Merlo calls ONE HOUSE DOWN (from the girl next door) her most emotionally insightful project yet – a six-song message of self-worth that comes with a superstar boost and plays to her creative strength. Representing a “sonic elevation” of heart pounding modern country and breathtaking, beam-of-light vocals – both tender and untamed at the same time – the set was produced by progressive-minded hitmaker Zach Crowell (Sam Hunt, Luke Bryan, Dustin Lynch), and came into focus with the title track – “ONE HOUSE DOWN (from the girl next door),” backed by guitar melodies from none other than Keith Urban.

“When I wrote that song, it felt so representative of me and my whole life,” she says. “I always felt like I was one house down from people with perfect lives and perfect families. And I know that’s not true, but that otherness and not feeling good enough has impacted me in different ways. One of them was through love – I feel like I’ve always stumbled my way through it.”

The project begins in the early aftermath of such a stumble, with “Broken Heart Thing (feat. Dustin Lynch)” expressing the unsteady footing a breakup always brings. Matching a soothing acoustic melody with quiet desperation and a one-two punch of vocal reverb, a pair of wounded hearts struggle to move on after everything has changed – forced to mask their feelings of uncertain grief. 

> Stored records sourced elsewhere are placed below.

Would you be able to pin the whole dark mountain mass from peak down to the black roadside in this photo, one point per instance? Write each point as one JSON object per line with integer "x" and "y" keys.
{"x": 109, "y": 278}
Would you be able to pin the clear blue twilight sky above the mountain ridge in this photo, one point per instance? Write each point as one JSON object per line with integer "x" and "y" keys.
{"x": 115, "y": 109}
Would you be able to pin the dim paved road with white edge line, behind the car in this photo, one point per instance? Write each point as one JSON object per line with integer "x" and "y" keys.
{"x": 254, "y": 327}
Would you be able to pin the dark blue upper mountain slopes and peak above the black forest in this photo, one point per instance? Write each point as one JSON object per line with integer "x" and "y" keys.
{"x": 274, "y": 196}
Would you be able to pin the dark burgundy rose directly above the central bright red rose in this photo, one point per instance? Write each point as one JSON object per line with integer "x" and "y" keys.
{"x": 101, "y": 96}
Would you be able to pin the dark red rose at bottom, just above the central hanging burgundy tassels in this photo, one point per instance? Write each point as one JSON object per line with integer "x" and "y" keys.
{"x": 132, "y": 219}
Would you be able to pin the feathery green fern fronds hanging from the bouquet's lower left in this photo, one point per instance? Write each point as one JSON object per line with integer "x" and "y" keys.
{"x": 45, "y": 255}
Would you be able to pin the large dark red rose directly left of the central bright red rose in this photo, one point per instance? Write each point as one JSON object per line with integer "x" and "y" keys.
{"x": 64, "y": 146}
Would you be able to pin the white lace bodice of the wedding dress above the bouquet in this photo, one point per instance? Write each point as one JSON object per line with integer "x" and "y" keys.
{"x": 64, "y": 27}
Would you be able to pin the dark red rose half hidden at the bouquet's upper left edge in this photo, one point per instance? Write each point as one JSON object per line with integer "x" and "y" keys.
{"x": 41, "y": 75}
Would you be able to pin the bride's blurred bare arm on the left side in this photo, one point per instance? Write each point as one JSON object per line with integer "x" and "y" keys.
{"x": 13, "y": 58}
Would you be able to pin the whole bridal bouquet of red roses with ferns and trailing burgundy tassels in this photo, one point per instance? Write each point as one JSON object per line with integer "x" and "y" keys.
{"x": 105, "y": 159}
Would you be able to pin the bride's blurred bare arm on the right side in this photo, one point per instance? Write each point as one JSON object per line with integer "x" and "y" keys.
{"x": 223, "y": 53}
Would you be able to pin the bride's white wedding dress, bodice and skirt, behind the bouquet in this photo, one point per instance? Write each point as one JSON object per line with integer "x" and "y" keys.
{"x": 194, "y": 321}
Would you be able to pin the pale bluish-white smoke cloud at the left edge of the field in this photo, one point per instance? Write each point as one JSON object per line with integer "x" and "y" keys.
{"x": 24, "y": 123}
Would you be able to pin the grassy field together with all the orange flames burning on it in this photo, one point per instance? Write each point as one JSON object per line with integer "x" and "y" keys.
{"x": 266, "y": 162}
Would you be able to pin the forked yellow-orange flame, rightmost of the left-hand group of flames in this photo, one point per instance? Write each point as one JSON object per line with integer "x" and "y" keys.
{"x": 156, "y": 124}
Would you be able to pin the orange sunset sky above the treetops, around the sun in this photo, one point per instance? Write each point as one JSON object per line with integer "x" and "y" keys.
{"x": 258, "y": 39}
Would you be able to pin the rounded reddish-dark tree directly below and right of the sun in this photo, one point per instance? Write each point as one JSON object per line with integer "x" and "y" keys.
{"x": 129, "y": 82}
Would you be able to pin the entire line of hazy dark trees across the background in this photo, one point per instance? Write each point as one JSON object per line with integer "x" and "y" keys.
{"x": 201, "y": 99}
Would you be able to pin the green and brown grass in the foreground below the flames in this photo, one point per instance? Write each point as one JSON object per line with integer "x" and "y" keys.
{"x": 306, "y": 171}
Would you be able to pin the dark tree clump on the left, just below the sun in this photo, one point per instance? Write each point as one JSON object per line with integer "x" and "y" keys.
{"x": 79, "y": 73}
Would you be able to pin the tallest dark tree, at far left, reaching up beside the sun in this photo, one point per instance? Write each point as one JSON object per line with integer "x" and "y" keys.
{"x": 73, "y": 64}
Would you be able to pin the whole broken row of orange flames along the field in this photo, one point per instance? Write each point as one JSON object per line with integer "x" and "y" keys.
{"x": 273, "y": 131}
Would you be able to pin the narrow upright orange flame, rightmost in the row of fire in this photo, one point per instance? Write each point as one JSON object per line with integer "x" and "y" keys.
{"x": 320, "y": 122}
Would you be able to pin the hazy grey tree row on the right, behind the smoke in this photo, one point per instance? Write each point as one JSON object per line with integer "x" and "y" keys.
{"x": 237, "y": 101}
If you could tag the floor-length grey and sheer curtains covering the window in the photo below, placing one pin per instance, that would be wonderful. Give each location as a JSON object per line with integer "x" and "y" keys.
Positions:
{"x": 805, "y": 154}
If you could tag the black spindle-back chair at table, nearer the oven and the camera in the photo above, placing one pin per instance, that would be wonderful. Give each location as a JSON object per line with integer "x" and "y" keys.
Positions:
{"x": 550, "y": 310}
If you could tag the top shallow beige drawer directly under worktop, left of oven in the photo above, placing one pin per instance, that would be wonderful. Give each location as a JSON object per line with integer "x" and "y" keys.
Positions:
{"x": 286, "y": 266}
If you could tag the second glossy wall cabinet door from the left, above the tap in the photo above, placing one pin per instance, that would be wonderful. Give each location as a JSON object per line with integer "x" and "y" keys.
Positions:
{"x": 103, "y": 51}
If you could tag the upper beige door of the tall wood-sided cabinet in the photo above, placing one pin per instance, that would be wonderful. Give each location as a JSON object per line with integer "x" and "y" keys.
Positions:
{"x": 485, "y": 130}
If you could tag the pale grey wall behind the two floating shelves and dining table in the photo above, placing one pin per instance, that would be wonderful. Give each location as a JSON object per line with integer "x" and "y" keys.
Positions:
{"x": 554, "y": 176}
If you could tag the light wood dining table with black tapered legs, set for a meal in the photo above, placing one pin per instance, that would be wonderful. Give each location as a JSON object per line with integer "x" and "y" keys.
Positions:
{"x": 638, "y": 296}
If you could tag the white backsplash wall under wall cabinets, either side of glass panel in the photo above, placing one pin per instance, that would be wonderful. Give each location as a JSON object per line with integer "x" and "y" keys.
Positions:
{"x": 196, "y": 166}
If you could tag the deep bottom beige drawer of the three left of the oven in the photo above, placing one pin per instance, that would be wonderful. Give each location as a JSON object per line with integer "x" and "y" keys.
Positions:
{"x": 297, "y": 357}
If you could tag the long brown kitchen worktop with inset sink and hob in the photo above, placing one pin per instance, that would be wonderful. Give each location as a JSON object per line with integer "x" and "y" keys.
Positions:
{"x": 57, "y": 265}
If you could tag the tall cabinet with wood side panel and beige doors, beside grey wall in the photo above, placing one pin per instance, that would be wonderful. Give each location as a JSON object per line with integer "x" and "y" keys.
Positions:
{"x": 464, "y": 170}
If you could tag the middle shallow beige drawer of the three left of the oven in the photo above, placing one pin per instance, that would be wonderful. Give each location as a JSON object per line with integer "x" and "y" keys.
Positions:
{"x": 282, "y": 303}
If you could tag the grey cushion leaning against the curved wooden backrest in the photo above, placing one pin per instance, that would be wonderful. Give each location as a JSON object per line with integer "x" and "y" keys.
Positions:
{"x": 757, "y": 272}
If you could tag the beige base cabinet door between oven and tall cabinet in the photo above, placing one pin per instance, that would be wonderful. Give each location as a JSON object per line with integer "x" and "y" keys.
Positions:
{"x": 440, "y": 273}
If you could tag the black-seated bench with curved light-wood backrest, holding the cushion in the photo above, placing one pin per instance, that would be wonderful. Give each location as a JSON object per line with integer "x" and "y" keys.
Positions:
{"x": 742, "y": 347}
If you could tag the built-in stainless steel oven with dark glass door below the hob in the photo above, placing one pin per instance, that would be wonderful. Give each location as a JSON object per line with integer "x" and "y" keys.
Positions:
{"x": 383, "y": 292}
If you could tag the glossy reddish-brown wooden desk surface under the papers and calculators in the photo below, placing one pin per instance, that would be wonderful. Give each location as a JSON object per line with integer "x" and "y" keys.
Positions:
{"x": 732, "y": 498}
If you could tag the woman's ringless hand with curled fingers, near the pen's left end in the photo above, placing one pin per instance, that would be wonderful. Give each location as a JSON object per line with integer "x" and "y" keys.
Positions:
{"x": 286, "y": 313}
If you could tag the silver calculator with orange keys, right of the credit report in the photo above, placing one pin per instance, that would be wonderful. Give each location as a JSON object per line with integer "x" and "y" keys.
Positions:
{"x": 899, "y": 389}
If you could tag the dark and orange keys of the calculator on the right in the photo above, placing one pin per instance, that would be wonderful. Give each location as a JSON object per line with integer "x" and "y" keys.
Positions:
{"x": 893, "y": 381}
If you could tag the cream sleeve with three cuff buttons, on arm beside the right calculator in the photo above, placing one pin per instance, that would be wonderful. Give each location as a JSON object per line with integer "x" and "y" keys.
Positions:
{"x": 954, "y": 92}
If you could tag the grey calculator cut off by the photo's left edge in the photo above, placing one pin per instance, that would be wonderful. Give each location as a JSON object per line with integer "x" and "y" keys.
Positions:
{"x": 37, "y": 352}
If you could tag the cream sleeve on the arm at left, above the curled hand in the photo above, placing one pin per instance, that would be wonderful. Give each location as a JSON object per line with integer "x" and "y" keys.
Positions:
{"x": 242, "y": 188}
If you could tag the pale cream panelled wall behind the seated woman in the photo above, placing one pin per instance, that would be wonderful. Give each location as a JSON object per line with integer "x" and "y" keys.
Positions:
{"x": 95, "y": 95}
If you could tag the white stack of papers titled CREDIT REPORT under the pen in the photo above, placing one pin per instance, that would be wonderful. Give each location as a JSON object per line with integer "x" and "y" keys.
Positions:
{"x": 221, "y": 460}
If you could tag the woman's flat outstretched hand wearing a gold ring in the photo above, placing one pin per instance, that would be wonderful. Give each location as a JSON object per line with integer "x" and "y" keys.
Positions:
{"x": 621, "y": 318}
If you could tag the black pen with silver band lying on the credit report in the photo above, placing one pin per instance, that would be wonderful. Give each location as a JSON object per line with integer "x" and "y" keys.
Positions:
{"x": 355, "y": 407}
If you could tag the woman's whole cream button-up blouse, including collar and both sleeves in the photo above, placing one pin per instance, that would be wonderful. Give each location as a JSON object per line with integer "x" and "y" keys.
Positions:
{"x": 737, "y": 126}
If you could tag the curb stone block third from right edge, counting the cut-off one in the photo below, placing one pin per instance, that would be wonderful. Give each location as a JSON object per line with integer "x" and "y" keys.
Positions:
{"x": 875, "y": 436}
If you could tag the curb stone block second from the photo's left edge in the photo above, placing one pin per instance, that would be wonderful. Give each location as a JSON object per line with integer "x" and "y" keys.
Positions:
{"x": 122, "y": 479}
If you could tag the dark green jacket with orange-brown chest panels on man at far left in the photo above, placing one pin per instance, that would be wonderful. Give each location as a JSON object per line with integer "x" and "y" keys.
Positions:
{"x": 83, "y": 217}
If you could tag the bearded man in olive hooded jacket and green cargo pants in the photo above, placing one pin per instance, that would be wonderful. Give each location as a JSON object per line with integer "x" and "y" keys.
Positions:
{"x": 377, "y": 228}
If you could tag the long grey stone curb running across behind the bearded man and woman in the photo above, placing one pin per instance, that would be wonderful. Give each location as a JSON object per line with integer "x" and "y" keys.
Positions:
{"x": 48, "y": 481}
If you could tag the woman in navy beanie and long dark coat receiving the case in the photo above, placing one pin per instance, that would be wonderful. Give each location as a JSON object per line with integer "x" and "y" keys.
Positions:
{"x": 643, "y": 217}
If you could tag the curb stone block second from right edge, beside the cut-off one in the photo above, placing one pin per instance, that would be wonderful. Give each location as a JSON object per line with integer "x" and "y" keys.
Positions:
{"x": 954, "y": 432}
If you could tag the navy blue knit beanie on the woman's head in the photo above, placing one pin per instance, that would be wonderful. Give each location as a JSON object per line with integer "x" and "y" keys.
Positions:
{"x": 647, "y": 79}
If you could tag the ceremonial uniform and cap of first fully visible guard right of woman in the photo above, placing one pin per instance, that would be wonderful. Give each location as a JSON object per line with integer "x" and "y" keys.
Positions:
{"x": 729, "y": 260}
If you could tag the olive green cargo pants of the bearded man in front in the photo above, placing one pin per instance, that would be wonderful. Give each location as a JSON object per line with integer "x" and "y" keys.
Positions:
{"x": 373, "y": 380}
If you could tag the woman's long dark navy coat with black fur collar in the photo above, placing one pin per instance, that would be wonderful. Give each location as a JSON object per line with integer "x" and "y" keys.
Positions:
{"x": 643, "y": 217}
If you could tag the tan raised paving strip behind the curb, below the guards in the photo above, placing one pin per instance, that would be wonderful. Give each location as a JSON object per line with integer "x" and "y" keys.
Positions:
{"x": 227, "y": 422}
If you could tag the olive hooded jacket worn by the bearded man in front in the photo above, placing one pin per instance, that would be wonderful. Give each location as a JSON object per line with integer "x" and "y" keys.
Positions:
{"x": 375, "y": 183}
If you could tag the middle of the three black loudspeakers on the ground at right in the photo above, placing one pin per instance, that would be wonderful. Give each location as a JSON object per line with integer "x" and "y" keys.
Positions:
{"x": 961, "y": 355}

From there Merlo’s story progresses through the stages of romantic recovery, with slow burning tracks like “Bar Fight,” depicting a knock-down drag-out battle between the head and heart. Her tender vocal and sweeping sonics capture a soul torn between giving in and going back or staying strong (but lonely). Likewise, the cinematic power ballad “Same Car” captures the paralyzing shock of returning to the scene of so much love, after the engine driving it has broken down for good. In “Middle of the Bed,” the last shred of post-leaving doubt seems to hit at the worst possible moment.

Written early in the project process, that striking roots-pop stunner writhes and aches with restless energy – an anthemic breakup banger lost in the pain of a midnight memory. A credit to Merlo’s skill in capturing emotional turmoil, her confidence falls like the waterfall vocal of the track’s chorus hook. 

“It’s like, ‘Okay, this breakup is the right thing to do. I feel good about this. I feel strong about this decision,’” she describes. ”And then in the middle of the night, your subconscious is reaching for this person still. It’s just these really intricate, zoomed-in moments and complexities of going through a heartbreak, but ultimately you have to know you’re on the path to something better.”

The tide finally turns in the empowering, country-pop singalong, “Good Grief” – a bridge to healing built on the rock-solid faith that everything happens for a reason. And with the EP-ending “ONE HOUSE DOWN (from the girl next door),” Merlo finds her hidden inner strength.

A big-picture anthem of self-appreciation, wrapped in the comfort of a ‘90s-country throwback, upbeat country rock collides with soaring vocal energy and “a quintessential Keith Urban guitar solo,” as an everyday girl learns to embrace who she is. One who’s worthy of her dreams in love and in life, even without being Instagram-perfect. Merlo took a bold chance in asking Urban to take part, and says his contribution only confirms her message: the world needs all kinds of people, so be bold and be proud.

“I remember feeling all of these emotions and trying to navigate through them, and now I’m really passionate about writing powerful characters,” she explains. “I want young girls – and maybe my future daughter one day – to hear these songs and be like, ‘She was strong. She made mistakes and she messed up, but she tried her best, and loved herself through it.’”

“At the end of the day, if they feel like they are one house down from the girl next door and not enough, I hope this EP can feel really honest,” she goes on. “I hope it makes people feel heard, seen and understood.”